The 2010-11 revenue outlook, at $107.7 billion, is almost $0.8 billion above the 2010 Budget forecast, largely reflecting stronger economic growth in 2010.
The outlook for 2011-12 and 2012-13 remains close to the 2010 Budget projection.
|Summary of Medium-Term Revenue Outlook|
|Government of Canada||18.6||23.8||21.1||21.1|
|Income from Government Business Enterprises||4.2||4.2||4.4||4.6|
|Other Non-Tax Revenue||8.0||7.2||6.9||6.9|
|Change from 2010 Budget||0.8||(0.2)||(0.1)|
|Note: Numbers may not add due to rounding.|
Summary of Economic Performance
There are clear signs that the Ontario economy is recovering. Key indicators have improved from lows posted during the recession. After declining for four consecutive quarters -- falling 4.9 per cent from the second quarter of 2008 to the second quarter of 2009 -- Ontario real GDP has increased for the last four consecutive quarters, rising 3.7 per cent. Despite the improvement, the level of real GDP in the second quarter of 2010 was 1.4 per cent below the pre-recession level.
Since May 2009, employment has increased by 2.9 per cent or 186,100 net new jobs. As of October, Ontario has regained 75 per cent of the jobs lost during the global recession.
Since May 2009, job growth in Ontario has been stronger than in most provinces, and significantly above that of the United States as a whole and most U.S. states.
Sustained moderate growth is expected for the Ontario economy. This outlook is based on continued growth in Ontario export markets and increasing demand for consumer goods and services as well as housing. Lower taxes, as a result of Ontario's Tax Plan for Jobs and Growth, will encourage business investment and create jobs.
The Ministry of Finance is assuming real GDP growth of 3.2 per cent in 2010, 2.2 per cent in 2011, 2.5 per cent in 2012 and 2.7 per cent in 2013. For prudent planning purposes, these projections are below the average of private-sector forecasts for Ontario economic growth.
|Real GDP Growth||2.0||(0.9)||(3.6)||3.2||2.2||2.5||2.7|
|Nominal GDP Growth||4.2||0.1||(1.1)||5.6||4.1||4.5||4.6|
- p = Ministry of Finance planning projection.
- Sources: Statistics Canada and Ontario Ministry of Finance.
Employment is projected to increase by 1.7 per cent in 2010, up from the 1.1 per cent projected in the 2010 Budget. The unemployment rate is projected to average 8.8 per cent in 2010, down from 9.0 per cent in 2009 as job creation outpaces the increase in the number of people looking for work. Job gains are expected to average 1.8 per cent annually over 2011 to 2013, resulting in 480,000 more jobs in 2013 than in 2009.

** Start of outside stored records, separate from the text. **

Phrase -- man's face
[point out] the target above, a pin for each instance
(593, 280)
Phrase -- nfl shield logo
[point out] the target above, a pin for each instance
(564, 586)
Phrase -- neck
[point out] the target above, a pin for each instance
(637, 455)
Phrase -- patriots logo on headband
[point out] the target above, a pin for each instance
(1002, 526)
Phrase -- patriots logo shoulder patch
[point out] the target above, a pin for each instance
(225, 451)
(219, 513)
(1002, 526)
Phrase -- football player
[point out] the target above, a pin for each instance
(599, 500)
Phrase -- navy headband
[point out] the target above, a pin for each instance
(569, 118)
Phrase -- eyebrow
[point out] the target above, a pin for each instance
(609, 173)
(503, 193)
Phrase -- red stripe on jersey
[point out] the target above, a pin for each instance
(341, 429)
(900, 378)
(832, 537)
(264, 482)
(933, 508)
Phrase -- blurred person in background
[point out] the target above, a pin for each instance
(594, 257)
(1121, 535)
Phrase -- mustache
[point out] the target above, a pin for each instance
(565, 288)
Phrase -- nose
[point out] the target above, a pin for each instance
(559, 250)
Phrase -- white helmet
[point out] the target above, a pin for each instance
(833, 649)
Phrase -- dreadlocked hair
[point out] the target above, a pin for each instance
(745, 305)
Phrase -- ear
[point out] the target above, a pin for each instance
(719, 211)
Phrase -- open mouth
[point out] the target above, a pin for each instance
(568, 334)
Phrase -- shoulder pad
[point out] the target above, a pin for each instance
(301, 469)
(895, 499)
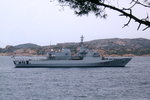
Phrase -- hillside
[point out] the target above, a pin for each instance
(108, 47)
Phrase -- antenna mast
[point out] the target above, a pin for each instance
(81, 44)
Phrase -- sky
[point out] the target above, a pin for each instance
(46, 23)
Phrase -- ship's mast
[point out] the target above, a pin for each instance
(81, 44)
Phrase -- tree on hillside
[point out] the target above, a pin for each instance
(98, 7)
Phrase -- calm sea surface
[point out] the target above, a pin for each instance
(129, 83)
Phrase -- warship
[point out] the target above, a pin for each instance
(64, 59)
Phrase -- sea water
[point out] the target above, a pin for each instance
(124, 83)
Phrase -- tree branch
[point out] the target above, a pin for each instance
(144, 22)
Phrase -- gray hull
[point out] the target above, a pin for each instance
(121, 62)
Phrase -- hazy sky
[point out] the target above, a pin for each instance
(44, 23)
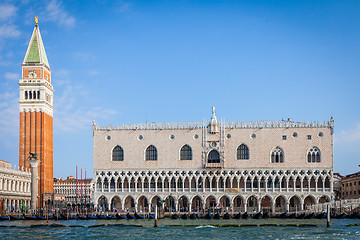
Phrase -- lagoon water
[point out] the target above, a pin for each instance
(180, 229)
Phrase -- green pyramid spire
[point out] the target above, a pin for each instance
(36, 51)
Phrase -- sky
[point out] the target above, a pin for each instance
(120, 62)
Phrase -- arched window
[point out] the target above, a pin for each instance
(214, 157)
(186, 153)
(277, 155)
(314, 155)
(151, 153)
(118, 154)
(243, 152)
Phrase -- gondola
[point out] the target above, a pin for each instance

Ontario's Consumer Price Index (CPI) inflation rate is expected to average 2.3 per cent in 2010, following a 0.4 per cent increase in 2009. Private-sector economists expect Ontario's CPI inflation rate to be 2.1 per cent in 2011. In 2012 and 2013, it is projected to average 2.0 per cent annually, the mid-point of the Bank of Canada's target range of one to three per cent.